Le maire de Londres a accusé le président américain Donald Trump d’alimenter le « choc des civilisations » en prenant des termes utilisés par le groupe terroriste Etat islamique (EI).

Lors d’un évènement organisé samedi par le Guardian, Sadiq Khan a renouvelé ses critiques du décret anti-immigration de Trump, qui empêche les citoyens de plusieurs pays, majoritairement musulmans, d’entrer sur le territoire américain, affirmant qu’il faisait le jeu de l’EI.

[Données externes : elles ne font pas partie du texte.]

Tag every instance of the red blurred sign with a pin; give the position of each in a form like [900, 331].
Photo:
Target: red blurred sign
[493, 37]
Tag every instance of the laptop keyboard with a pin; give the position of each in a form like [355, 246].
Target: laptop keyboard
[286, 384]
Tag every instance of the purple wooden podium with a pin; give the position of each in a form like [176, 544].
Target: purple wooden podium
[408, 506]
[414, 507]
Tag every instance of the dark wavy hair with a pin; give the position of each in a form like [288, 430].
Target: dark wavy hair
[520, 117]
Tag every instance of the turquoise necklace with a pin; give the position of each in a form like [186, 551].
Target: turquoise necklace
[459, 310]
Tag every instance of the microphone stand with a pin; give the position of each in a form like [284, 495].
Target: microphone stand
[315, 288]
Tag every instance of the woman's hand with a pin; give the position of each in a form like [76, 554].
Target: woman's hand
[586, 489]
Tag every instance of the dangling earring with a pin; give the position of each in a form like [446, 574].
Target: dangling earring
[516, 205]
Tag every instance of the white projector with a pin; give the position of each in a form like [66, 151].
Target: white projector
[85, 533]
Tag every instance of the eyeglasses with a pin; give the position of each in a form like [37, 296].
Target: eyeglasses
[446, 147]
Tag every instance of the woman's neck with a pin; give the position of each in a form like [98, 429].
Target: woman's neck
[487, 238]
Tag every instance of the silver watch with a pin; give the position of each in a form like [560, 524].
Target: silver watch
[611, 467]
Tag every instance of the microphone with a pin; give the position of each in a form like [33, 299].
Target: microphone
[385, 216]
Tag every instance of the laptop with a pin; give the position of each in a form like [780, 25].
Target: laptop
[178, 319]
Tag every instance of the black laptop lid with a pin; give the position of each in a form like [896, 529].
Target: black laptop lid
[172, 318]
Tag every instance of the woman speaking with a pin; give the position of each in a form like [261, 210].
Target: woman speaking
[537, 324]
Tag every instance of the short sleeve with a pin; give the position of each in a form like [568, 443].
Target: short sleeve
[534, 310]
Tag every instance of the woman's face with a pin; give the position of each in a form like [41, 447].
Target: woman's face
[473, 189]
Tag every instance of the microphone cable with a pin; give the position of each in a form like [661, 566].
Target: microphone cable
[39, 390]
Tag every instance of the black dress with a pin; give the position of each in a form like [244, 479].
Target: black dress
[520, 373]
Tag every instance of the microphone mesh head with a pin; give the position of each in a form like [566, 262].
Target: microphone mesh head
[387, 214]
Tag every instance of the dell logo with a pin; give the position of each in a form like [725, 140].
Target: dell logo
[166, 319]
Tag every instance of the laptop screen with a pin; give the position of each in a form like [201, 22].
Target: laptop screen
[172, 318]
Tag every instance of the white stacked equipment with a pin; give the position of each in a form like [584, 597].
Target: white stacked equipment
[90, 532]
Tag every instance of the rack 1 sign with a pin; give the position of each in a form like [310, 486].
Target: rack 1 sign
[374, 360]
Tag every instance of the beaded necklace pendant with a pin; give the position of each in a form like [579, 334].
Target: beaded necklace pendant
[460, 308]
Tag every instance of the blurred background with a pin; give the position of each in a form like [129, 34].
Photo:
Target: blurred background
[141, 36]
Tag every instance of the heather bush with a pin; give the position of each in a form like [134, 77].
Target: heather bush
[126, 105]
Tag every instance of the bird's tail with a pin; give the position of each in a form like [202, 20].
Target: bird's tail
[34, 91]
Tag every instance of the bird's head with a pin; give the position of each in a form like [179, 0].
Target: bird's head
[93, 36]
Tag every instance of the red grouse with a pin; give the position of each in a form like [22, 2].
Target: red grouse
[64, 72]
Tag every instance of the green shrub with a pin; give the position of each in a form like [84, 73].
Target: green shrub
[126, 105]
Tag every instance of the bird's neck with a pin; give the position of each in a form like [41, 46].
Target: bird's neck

« Ils disent qu’il y a un choc des civilisations, qu’il n’est pas possible d’être musulman et occidental, et que l’Occident nous déteste. Et vous jouez ce jeu par inadvertance, vous les aidez », a-t-il dit.

Khan a vivement critiqué les restrictions de voyage de Trump, et les deux hommes se sont publiquement affrontés depuis l’appel du président américain à interdire l’entrée sur le sol américain à tous les musulmans durant la campagne présidentielle américaine de 2016.

Le maire de Londres a également évoqué la déclaration faite par Trump l’année dernière, selon laquelle Khan serait exempté de son interdiction des musulmans.

Le président américain Donald Trump en conférence de presse à la Trump Tower, à New York, le 15 août 2017. (Crédit : Drew Angerer/Getty Images/AFP)

Le président américain Donald Trump en conférence de presse à la Trump Tower, à New York, le 15 août 2017. (Crédit : Drew Angerer/Getty Images/AFP)

« Mon opinion a d’abord été ‘je ne suis pas exceptionnel’, puis ‘pensez à ce que vous dites’. Parce que ce que vous dites n’est pas différent de ce que dit Daesh, l’Etat prétendument islamique », a dit Khan, utilisant l’acronyme en arabe du groupe terroriste.

Khan a déclaré que le décret de Trump donnait une « fausse impression » de l’islam, qui avait pour objectif de semer la discorde entre musulmans et non-musulmans.

« Je suis un occidental, mais aussi un musulman très fier. Il y a des personnes qui veulent diviser nos communautés, je ne vais pas les laisser faire », a-t-il dit.

Trump a récemment renouvelé les restrictions de voyage imposées aux ressortissants d’Iran, de Libye, de Somalie, du Soudan, de Syrie et du Yémen, en y ajoutant les citoyens de Corée du Nord, du Venezuela et du Tchad.

Pendant ses critiques de Trump, Khan a demandé que la visite d’état du président américain prévue à Londres soit annulée, puisque « ses politiques vont à l’encontre de tout ce que nous défendons. »

Les deux hommes se sont affrontés en juin, quand Trump a critiqué Khan après un attentat dans la capitale britannique, où trois terroristes ont foncé avec un van sur des piétons sur le London Bridge, avant de sortir du véhicule et de poignarder des passants, tuant huit personnes et faisant des dizaines de blessés.